А вскоре был суд, и их засудили за хищение продуктов из буфета и столовой. И за пересортицу, и за разбавку каких-то соков и сметан жидкой сывороткой и обычной водой из-под крана. Ужас просто! До той поры, пока какая-то сволочь на них не накатала подмётное письмо, никто ничего не знал, и все галошные рабочие были сыты и довольны. Лично я не могу поверить ни в какую разбавку. Как это можно вливать воду не в другую воду, а в куда ей не предназначено? Мама мне постоянно твердила, что она и живёт в конюшне, и пашет лошадью, и всё это ради моего блага, и чтобы я выглядела не только не хуже людей, а ещё как великая внучка.
Как же в таком случае она могла так поступить?
А никак не могла.
Мы с Пашей были на суде, он шёл два дня, а на третий читали приговор этот страшенный.
Стоя.
Представляешь весь этот позор наш? Причём судья, который зачитывал, даже не поинтересовался на предмет звучания маминой фамилии, как будто так и надо – просто берут гражданку Коллонтай и сажают на пять лет ссылки в тюремную колонию. Как будто нет тебя вообще на свете, нашей видной родни. Словно и не рожала мама моя меня от папы моего же, твоего сына Михаила Владимировича. Будто б и не трудилась она буфетчицей, хоть и Усышкиной поначалу, а не Коллонтай уже потом, но всё же при шведской миссии Советского Союза и при тебе самой в то непростое для нашей Родины время 1932 года – индустриализации и налаживания зарубежных связей молодой Страны советов.
Знаешь, я тебя просто обыскалась. Письма, которые тебе мама отправляла от меня, канули в неизвестность, и адресов не осталось после них никаких. Я же понятия просто не имею, как она каждый раз находила твои почтовые данные, где и через кого.
Просила недавно дядю Филимона выяснить по возможности чего-нибудь про тебя в доме у дипломатов, используя их связи в дипломатии и в академии. Но он только потно отмахнулся от меня, покрутил пальцем висок под кепкой и сказал, что раз упекли, значит, было за что упекать. У нас, сказал, просто так людей не забирают, даже если они с революционными фамилиями. Надо, говорит, было раньше ей побольше наворовать, пока было кому слово за неё замолвить. А теперь чего ж? И похромал в контору.
И под нос снова противно хмыкнул про себя.
Это он о тебе, что ли, Шуринька? А почему поздно-то? Я ведь про это и пишу сейчас, если совсем уж откровенно.

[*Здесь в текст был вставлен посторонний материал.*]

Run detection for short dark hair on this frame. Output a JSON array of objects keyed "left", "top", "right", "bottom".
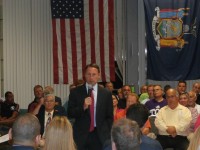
[
  {"left": 33, "top": 85, "right": 43, "bottom": 91},
  {"left": 178, "top": 80, "right": 187, "bottom": 85},
  {"left": 85, "top": 63, "right": 100, "bottom": 72},
  {"left": 12, "top": 113, "right": 40, "bottom": 144},
  {"left": 5, "top": 91, "right": 13, "bottom": 97},
  {"left": 111, "top": 118, "right": 141, "bottom": 150},
  {"left": 126, "top": 103, "right": 149, "bottom": 128}
]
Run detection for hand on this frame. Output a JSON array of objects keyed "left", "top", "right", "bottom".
[
  {"left": 166, "top": 126, "right": 176, "bottom": 137},
  {"left": 38, "top": 97, "right": 44, "bottom": 105},
  {"left": 83, "top": 97, "right": 92, "bottom": 110}
]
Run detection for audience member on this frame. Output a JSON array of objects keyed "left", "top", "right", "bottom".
[
  {"left": 187, "top": 128, "right": 200, "bottom": 150},
  {"left": 115, "top": 93, "right": 139, "bottom": 120},
  {"left": 179, "top": 93, "right": 199, "bottom": 140},
  {"left": 139, "top": 93, "right": 149, "bottom": 104},
  {"left": 44, "top": 116, "right": 76, "bottom": 150},
  {"left": 69, "top": 84, "right": 76, "bottom": 92},
  {"left": 188, "top": 91, "right": 200, "bottom": 114},
  {"left": 163, "top": 84, "right": 171, "bottom": 99},
  {"left": 67, "top": 64, "right": 113, "bottom": 150},
  {"left": 126, "top": 104, "right": 162, "bottom": 150},
  {"left": 112, "top": 94, "right": 123, "bottom": 121},
  {"left": 118, "top": 85, "right": 131, "bottom": 109},
  {"left": 11, "top": 113, "right": 41, "bottom": 150},
  {"left": 147, "top": 84, "right": 154, "bottom": 99},
  {"left": 192, "top": 82, "right": 200, "bottom": 105},
  {"left": 145, "top": 85, "right": 167, "bottom": 116},
  {"left": 75, "top": 79, "right": 85, "bottom": 86},
  {"left": 0, "top": 91, "right": 19, "bottom": 126},
  {"left": 37, "top": 94, "right": 66, "bottom": 135},
  {"left": 108, "top": 118, "right": 141, "bottom": 150},
  {"left": 105, "top": 82, "right": 114, "bottom": 93},
  {"left": 117, "top": 88, "right": 123, "bottom": 99},
  {"left": 139, "top": 84, "right": 154, "bottom": 104},
  {"left": 155, "top": 89, "right": 192, "bottom": 150},
  {"left": 177, "top": 80, "right": 187, "bottom": 94},
  {"left": 28, "top": 85, "right": 44, "bottom": 115},
  {"left": 44, "top": 86, "right": 62, "bottom": 106}
]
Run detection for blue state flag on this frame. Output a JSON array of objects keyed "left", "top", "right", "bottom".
[{"left": 144, "top": 0, "right": 200, "bottom": 81}]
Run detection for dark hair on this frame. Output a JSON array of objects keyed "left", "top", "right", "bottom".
[
  {"left": 85, "top": 63, "right": 100, "bottom": 72},
  {"left": 12, "top": 113, "right": 40, "bottom": 144},
  {"left": 5, "top": 91, "right": 13, "bottom": 97},
  {"left": 33, "top": 85, "right": 43, "bottom": 91},
  {"left": 126, "top": 103, "right": 149, "bottom": 128},
  {"left": 178, "top": 80, "right": 187, "bottom": 85},
  {"left": 111, "top": 118, "right": 141, "bottom": 150},
  {"left": 164, "top": 84, "right": 171, "bottom": 93}
]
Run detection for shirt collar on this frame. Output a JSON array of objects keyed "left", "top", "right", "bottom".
[{"left": 86, "top": 83, "right": 98, "bottom": 91}]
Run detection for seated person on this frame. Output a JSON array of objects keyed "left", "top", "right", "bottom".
[
  {"left": 28, "top": 85, "right": 44, "bottom": 115},
  {"left": 36, "top": 94, "right": 66, "bottom": 135},
  {"left": 44, "top": 86, "right": 62, "bottom": 106},
  {"left": 126, "top": 104, "right": 162, "bottom": 150},
  {"left": 0, "top": 91, "right": 19, "bottom": 126},
  {"left": 114, "top": 93, "right": 139, "bottom": 120},
  {"left": 44, "top": 116, "right": 76, "bottom": 150},
  {"left": 112, "top": 94, "right": 123, "bottom": 121}
]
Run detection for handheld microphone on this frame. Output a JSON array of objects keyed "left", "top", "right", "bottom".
[{"left": 88, "top": 84, "right": 92, "bottom": 97}]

Дорогая бабушка, мы с Пашей обращаемся к тебе с огромной просьбой. Не могла бы ты использовать свою репутацию и свои правительственные награждения, чтобы обернуть решение суда обратно? Даже если и имели место факты, о которых говорили на суде свидетели про сметану, про недовешенные бутерброды с колбасой, сыром и про всё остальное, то это ещё не значит, что мама совершила неприглядное преступление. Она вполне могла недовесить или перепутать по усталости за две смены труда, по текущему недогляду за продуктовой сортицей, или стать жертвой каких-нибудь галошных завистниц, или даже просто на почве нервной ошибки.
Знаешь, ведь всё это время она так и не смогла преодолеть в себе недомогания насчёт Пашиной работы натурщиком. А он, со своей стороны, тоже не сумел остановить в себе этой тяги служить искусству в качестве демонстратора пластических поз. И так у них шло почти всю последнюю пару лет: то они миловались у себя за шкафом и кряхтели, и пыхали, а то мама рыдала в уборной и устраивала ему сцены из жизни гугенотов. Ясное дело, руки потом трясутся, голова бессодержательная, глаза в стороны, морщины ненужные повылазили, про которые и не слышно было: какие тут тебе ещё сорок грамм копчёной – на белый хлеб, сорок пять пошехонского – на чёрный! И вообще, при чём тут вся эта ерунда, когда жизнь ломается на корню?
А судье этому с заседателями всё по барабану. Он даже Пашу не опросил, мной не поинтересовался, тобой и папой моим, хоть и не сложилось у них с мамой. Только это другое, а то другое. Мы с Пашей сидели рядом, как чурки осиновые, и только поражались творящейся у нас на глазах несправедливости. Одна заседательша, толстая тётка, абсолютно безвкусная, с противными жирными пальцами и нахлобученной вокруг головы дурацкой косой, книжку читала под столом, я её засекла. А другой, что справа, в зал уставился и всех присутствующих по очереди глазами перебирал, как будто решал про каждого, казнить или миловать.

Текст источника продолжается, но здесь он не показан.